An Investigation of the Behavior of Structural Systems with Modeling Uncertainties
Recent advancements in earthquake engineering have caused a movement toward a probabilistic quantification of the behavior of structural systems. Analysis characteristics, such as ground motion records, material properties, and structural component behavior are defined by probabilistic distributions. The response is also characterized probabilistically, with distributions fitted to analysis results at intensity levels ranging from the maximum considered earthquake ground motion to collapse. Despite the progress toward a probabilistic framework, the variability in structural analysis results due to modeling techniques has not been considered.

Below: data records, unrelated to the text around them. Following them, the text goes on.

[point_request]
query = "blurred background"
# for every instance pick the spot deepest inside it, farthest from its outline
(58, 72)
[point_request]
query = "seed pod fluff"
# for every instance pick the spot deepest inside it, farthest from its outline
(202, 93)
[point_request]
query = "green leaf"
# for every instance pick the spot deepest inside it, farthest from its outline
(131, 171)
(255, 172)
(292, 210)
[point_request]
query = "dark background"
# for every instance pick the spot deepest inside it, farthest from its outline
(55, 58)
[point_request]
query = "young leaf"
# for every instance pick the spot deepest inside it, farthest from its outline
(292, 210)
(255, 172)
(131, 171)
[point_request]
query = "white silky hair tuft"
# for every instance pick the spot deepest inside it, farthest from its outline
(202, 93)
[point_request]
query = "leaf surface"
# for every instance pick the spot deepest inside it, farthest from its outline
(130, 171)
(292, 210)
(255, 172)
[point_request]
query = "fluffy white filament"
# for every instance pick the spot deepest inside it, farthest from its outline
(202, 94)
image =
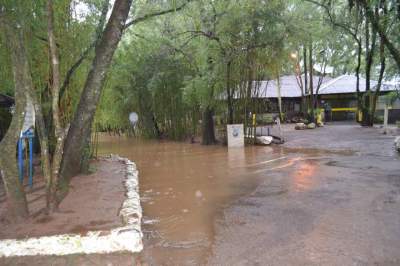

This work investigates the uncertainty associated with modeling geometric nonlinearities and Rayleigh damping models on the response of planar frames at multiple ground motion intensity levels. First, an investigation is presented on geometric nonlinearity approaches for planar frames, followed by a critical review of current damping models. Three frames, a four-story buckling restrained braced frame, a four-story steel moment resisting frame, and an eight-story steel moment resisting frame, are compared using two geometric nonlinearity approaches and five Rayleigh damping models. Static pushover analyses are performed on the models in the geometric nonlinearities study, and incremental dynamic analyses are performed on all models to compare the response at the design based earthquake ground motion (DBE), maximum considered earthquake ground motion (MCE), and collapse intensity levels. The results indicate noticeable differences in the responses at the DBE and MCE levels and significant differences in the responses at the collapse level. Analysis of the sidesway collapse mechanisms indicates a shift in the behavior corresponding to the different modeling assumptions, though the effects were specific to each frame.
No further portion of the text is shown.